Given the number of instructions, the output of MaxInterleaveFactor 4 could handle 2 times more data ideally than MaxInterleaveFactor 2 one per iteration.

Diff Detail

Event Timeline

jaykang10 created this revision.Mar 16 2022, 3:58 AM
Herald added a project: Restricted Project. · View Herald TranscriptMar 16 2022, 3:58 AM
jaykang10 requested review of this revision.Mar 16 2022, 3:58 AM
Herald added a project: Restricted Project. · View Herald TranscriptMar 16 2022, 3:58 AM

Do you have any performance results for changing this? I've not had much luck with trying it in the past, and it obviously can change quite a lot.
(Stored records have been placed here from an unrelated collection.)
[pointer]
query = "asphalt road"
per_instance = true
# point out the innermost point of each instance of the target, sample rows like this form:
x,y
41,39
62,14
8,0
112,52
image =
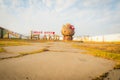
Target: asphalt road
x,y
62,62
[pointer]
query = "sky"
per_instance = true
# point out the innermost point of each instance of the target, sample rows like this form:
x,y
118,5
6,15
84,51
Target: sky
x,y
89,17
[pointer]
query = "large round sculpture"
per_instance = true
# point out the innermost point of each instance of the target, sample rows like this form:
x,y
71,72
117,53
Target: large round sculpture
x,y
68,31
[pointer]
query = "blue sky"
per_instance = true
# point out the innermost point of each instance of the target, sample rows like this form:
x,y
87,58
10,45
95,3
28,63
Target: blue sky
x,y
90,17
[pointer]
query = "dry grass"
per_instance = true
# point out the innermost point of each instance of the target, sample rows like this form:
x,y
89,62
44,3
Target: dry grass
x,y
105,50
2,50
33,52
13,43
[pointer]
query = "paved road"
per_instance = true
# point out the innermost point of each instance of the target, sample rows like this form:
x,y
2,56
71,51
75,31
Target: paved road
x,y
62,62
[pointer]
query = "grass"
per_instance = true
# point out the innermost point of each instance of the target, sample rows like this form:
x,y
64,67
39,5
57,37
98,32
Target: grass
x,y
26,53
105,50
2,50
12,43
33,52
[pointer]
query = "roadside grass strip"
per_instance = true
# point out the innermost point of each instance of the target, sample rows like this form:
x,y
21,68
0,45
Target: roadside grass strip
x,y
21,54
2,50
34,52
100,53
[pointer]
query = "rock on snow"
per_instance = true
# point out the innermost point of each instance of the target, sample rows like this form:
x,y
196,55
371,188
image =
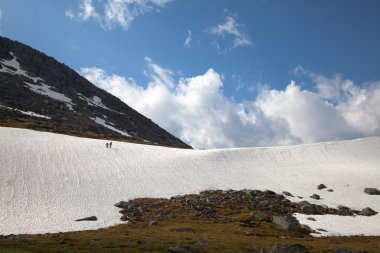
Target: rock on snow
x,y
47,181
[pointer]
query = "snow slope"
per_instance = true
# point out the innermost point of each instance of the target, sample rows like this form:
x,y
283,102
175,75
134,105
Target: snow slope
x,y
49,180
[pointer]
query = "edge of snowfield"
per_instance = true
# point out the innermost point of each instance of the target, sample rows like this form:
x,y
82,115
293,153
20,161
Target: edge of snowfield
x,y
49,180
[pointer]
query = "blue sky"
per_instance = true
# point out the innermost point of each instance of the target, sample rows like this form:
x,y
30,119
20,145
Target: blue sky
x,y
239,64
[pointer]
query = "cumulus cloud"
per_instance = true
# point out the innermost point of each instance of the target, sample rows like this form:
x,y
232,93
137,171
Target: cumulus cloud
x,y
188,40
196,110
231,28
1,17
112,13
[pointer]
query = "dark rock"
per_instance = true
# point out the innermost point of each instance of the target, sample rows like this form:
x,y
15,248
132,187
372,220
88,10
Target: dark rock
x,y
122,204
203,243
340,250
372,191
91,218
367,212
284,223
290,248
183,229
307,208
287,194
153,223
184,249
315,196
260,216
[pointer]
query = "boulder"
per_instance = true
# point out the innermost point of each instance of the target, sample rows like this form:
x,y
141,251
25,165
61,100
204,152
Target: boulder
x,y
289,248
367,212
315,196
284,223
153,223
372,191
307,208
122,204
260,216
184,249
91,218
287,194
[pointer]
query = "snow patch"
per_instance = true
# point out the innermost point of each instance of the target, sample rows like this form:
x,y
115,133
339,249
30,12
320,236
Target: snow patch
x,y
95,101
29,113
13,67
44,89
104,123
50,180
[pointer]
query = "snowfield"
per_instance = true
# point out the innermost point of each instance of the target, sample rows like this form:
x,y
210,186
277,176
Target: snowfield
x,y
49,180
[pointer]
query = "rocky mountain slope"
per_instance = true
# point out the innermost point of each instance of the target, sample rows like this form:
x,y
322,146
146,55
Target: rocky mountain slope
x,y
38,92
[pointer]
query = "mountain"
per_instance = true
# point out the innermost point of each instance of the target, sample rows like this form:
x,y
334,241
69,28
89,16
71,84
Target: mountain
x,y
38,92
47,180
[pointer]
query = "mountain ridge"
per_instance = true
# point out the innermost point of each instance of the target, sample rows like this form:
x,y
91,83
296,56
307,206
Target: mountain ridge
x,y
41,93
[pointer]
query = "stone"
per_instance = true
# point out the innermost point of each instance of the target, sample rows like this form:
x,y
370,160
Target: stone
x,y
184,249
367,212
287,194
341,250
372,191
203,243
91,218
315,196
307,208
290,248
153,223
122,204
260,216
284,223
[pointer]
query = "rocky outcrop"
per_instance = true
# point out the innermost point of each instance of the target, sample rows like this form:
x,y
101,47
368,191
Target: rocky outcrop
x,y
67,102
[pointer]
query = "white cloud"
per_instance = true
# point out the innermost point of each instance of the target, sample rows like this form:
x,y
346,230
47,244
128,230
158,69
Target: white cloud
x,y
112,13
231,28
188,40
196,110
1,17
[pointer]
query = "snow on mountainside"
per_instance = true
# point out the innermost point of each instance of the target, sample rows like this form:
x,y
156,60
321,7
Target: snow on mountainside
x,y
49,180
37,84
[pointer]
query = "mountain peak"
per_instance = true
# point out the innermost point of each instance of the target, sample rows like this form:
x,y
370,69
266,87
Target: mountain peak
x,y
40,93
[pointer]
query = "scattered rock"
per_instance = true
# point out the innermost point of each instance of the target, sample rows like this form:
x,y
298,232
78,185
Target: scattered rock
x,y
367,212
287,194
284,223
315,196
340,250
183,229
307,208
184,249
153,223
203,243
372,191
260,216
122,204
290,248
91,218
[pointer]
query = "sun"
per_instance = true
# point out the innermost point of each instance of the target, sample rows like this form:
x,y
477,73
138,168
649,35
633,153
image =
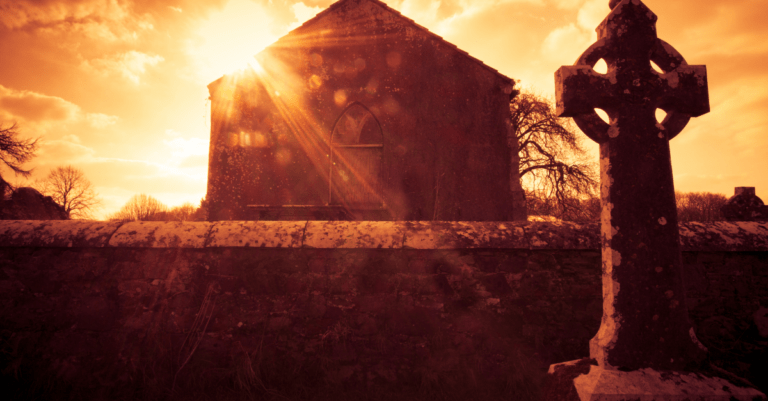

It can certainly help in places, but I've found that if you turn it up too high you just end up over-unrolling loops, not getting into the fast loop body as much. It can obviously depend on the input code and loop counts tough. Perhaps it needs some better costmodelling?

I was still hoping to get D118979 in because it should help quite a bit - and it on it's own increases the number of items processed per vector element, and this will increase it further. We have cleaned up quite a few of the places it doesn't do as well, there are just a few that have been stuck in review a while. Perhaps it makes sense to try and push that through, then re-evaluate this on top?

Thanks for comment! @dmgreen

Do you have any performance results for changing this? I've not had much luck with trying it in the past, and it obviously can change quite a lot. It can certainly help in places, but I've found that if you turn it up too high you just end up over-unrolling loops, not getting into the fast loop body as much. It can obviously depend on the input code and loop counts tough. Perhaps it needs some better costmodelling?

I was able to see the overall performance number slightly up for an internal benchmark on neoverse-n1 but we would need to tune something like cost model according to micro architectures.

I was still hoping to get D118979 in because it should help quite a bit - and it on it's own increases the number of items processed per vector element, and this will increase it further. We have cleaned up quite a few of the places it doesn't do as well, there are just a few that have been stuck in review a while. Perhaps it makes sense to try and push that through, then re-evaluate this on top?

I agree with you. Let's visit this patch later.

Matt added a subscriber: Matt.May 23 2022, 8:40 AM